On assiste effectivement à l'explosion du trafic des données, qui ont besoin de beaucoup plus de bande passante que la voix. Mais le trafic de données sur le mobile ne représente, en milliards d'octets, que 1 % à 2 % du trafic de données sur le fixe, selon les chiffres d'Akamai. Ce pourcentage va certes s'accroître très vite, du fait de la diffusion des smartphones, notamment. Cependant, il restera en téléphonie mobile la contrainte du partage de la cellule de l'antenne-radio la plus proche, même si l'on peut agréger des bandes de fréquences. Alors que, dans le fixe, les capacités pourront être accrues de façon quasi infinie.

Peut-on dire dès lors que le fixe prend l'ascendant sur le mobile ?

Chronologiquement, il faut d'abord un réseau pour avoir un usage. Comme je l'ai dit, les opérateurs ont fusionné réseaux fixes et mobiles parce que les technologies convergeaient et parce que la frontière entre les usages disparaissait. Mais c'est une synthèse, comme en chimie, à laquelle on assiste, plutôt qu'une domination.

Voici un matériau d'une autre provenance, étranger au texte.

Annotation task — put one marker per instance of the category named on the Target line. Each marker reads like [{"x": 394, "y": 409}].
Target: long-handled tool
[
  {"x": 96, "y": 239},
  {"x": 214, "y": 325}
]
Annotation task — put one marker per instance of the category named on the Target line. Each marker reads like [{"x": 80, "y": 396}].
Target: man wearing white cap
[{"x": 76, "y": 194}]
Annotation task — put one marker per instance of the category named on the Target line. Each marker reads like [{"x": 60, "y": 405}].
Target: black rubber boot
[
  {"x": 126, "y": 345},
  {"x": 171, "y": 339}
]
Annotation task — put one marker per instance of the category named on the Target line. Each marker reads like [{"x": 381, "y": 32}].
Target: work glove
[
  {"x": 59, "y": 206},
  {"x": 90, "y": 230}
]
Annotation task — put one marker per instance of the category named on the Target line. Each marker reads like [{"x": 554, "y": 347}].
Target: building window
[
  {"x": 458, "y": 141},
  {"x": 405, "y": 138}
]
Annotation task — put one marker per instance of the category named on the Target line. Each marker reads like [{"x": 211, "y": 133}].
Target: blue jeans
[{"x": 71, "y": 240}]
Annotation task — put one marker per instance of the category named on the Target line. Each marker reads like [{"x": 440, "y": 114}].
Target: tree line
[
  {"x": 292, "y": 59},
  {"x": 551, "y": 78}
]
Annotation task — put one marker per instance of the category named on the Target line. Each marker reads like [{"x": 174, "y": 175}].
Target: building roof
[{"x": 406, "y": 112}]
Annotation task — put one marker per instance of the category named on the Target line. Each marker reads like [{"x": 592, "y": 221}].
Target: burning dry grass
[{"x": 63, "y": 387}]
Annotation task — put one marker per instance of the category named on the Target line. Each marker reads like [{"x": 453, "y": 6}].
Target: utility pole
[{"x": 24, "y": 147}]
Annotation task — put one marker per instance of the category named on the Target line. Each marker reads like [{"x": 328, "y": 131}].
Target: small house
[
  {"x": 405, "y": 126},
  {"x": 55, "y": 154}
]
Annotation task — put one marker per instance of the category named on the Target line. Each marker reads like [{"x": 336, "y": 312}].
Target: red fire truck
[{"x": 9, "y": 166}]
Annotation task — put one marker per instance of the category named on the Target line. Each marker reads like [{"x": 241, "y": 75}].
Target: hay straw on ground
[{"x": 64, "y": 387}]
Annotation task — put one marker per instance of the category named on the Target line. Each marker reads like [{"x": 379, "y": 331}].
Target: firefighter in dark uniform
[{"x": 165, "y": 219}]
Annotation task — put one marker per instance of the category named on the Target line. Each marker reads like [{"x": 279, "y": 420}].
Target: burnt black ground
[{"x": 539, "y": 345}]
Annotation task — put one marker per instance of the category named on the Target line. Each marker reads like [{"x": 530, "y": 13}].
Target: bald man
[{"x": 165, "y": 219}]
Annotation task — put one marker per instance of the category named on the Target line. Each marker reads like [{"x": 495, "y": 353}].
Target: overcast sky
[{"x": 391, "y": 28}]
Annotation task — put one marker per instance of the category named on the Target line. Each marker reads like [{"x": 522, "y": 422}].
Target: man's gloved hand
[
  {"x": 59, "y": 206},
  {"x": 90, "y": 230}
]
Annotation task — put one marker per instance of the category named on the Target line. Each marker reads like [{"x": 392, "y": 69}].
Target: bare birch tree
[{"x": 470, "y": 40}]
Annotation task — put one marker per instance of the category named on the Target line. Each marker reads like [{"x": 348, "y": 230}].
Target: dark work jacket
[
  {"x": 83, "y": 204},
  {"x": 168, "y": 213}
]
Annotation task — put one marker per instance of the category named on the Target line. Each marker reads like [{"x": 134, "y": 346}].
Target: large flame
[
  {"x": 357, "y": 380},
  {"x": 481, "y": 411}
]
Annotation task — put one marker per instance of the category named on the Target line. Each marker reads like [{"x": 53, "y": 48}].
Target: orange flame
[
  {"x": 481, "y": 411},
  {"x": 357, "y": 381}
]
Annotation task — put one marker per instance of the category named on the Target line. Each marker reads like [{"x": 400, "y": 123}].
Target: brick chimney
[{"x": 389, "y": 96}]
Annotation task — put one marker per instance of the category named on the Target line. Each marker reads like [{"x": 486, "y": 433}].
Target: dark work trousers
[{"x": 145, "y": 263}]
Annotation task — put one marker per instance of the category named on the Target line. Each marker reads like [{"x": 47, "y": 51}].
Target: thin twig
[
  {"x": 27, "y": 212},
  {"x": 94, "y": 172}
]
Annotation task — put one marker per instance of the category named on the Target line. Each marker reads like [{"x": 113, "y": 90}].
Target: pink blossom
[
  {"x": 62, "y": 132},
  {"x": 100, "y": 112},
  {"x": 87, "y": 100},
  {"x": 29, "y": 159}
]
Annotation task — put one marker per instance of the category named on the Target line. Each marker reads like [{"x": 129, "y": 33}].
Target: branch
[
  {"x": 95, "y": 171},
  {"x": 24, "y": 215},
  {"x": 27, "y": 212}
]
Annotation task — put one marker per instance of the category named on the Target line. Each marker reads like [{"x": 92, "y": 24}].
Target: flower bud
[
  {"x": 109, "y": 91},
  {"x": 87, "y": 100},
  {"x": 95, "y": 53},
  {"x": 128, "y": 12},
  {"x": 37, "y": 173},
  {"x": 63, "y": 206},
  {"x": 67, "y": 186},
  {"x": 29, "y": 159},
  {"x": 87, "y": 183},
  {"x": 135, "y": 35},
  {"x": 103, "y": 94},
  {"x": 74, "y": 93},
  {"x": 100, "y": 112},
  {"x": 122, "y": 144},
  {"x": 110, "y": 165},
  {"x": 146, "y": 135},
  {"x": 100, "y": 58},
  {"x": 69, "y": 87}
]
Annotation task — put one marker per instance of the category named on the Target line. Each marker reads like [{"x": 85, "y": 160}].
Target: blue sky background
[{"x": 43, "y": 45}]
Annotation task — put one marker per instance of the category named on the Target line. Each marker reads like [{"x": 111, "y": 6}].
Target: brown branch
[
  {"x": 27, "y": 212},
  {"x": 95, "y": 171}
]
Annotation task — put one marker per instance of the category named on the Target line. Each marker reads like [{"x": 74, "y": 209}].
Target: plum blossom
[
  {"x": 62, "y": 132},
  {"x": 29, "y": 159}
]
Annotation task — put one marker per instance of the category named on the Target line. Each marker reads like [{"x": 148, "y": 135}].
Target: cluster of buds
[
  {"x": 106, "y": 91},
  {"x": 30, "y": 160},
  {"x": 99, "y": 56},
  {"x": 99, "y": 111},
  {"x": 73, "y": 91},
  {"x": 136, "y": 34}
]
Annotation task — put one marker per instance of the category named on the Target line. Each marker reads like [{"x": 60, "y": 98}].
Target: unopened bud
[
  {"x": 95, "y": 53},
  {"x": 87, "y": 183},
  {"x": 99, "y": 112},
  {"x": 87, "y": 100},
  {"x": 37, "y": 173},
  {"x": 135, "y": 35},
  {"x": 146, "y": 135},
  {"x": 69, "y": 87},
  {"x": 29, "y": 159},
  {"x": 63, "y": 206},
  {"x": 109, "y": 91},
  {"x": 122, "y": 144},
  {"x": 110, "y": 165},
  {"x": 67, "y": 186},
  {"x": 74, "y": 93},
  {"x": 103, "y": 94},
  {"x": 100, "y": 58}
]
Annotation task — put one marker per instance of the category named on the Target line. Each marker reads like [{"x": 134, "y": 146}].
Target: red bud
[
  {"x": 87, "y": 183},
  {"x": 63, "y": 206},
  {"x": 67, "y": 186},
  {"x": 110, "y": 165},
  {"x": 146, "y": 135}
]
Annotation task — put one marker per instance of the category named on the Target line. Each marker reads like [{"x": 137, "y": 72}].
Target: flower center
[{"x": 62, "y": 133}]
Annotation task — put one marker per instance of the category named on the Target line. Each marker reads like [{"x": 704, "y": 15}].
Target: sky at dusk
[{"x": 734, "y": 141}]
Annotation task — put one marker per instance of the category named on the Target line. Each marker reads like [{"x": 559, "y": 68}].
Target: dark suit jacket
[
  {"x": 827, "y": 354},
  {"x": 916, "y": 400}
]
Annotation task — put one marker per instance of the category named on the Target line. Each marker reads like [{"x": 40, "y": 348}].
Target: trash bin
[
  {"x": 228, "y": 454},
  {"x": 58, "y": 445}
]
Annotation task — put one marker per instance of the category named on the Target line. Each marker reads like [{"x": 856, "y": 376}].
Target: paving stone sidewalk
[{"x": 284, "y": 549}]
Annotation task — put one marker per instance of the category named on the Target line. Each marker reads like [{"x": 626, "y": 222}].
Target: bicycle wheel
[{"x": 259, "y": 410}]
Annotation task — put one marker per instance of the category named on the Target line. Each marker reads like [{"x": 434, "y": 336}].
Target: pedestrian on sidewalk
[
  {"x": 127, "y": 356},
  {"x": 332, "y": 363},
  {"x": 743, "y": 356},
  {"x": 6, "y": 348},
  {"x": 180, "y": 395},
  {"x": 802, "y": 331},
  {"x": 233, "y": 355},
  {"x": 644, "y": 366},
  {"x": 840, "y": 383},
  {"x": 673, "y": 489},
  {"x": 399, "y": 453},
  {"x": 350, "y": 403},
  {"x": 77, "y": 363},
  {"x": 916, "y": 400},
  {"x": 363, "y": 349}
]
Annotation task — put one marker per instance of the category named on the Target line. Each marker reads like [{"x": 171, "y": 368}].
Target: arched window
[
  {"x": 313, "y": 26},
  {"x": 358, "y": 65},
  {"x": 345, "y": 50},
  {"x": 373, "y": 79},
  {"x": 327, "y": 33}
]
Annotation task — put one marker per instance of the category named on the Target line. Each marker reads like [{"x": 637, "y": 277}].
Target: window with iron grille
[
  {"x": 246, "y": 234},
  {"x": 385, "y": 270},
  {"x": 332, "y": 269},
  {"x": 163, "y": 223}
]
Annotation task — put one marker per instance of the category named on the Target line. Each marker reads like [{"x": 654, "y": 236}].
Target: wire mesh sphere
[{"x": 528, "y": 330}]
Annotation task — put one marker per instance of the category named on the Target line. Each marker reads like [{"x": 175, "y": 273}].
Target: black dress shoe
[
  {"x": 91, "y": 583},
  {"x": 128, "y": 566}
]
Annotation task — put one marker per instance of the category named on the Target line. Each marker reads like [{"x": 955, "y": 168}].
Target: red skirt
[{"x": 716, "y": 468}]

Quel est l'impact de cette convergence sur les modèles économiques des opérateurs ?

Elle a forcément des conséquences économiques : les modèles sont en train d'évoluer. Un exemple : les opérateurs convergents peuvent investir un peu moins, en proportion, dans la colonne vertébrale de leurs réseaux fixes et davantage dans la capillarité, dans la boucle locale. S'ils ne sont pas convergents, c'est un handicap, car ils ne bénéficient pas de ces économies d'échelle.

Dans le mouvement de convergence, où en sont les opérateurs français ?

La France est le seul grand pays d'Europe où tous les opérateurs, nos quatre acteurs de réseaux nationaux, sont convergents et ont la volonté de réussir leur pari. Le marché français s'est beaucoup modernisé depuis cinq ans, parfois à marche forcée, c'est vrai, mais il existait un retard qui constituait une fragilité. Globalement, le marché s'était un peu endormi sur ses lauriers au milieu des années 2000 : pas assez d'investissements et d'innovation. La plupart des opérateurs le reconnaissent d'ailleurs en privé. Les analystes d'Oddo Securities ont comparé le coût moyen de Vodafone dans différents pays d'Europe avec celui de nos opérateurs mobiles : il était, il y a quelques années, beaucoup plus proche de celui de Free que des autres opérateurs français !

Mais ces opérateurs ont fait des efforts considérables ces dernières années : diminution des coûts de siège, optimisation de leurs systèmes d'information, simplification des offres, qui pouvaient atteindre le millier dans le mobile ! Ils sont désormais plus sveltes, plus proactifs et plus solides. Ils sont mieux armés pour affronter de nouvelles concurrences, comme celle des acteurs de l'Internet, davantage prêts à la croissance, interne ou externe, et à se projeter à l'extérieur. Orange rachète un opérateur en Espagne, Jazztel, une acquisition dans la droite ligne de la convergence. Free veut racheter un grand opérateur américain [T-Mobile USA]. SFR et Numericable sont en train de fusionner, et Bouygues Telecom a mis en place un plan d'action très offensif, notamment dans le fixe. Nos opérateurs ont maintenant, tous, des stratégies claires et ambitieuses, avec, pour point commun, la convergence.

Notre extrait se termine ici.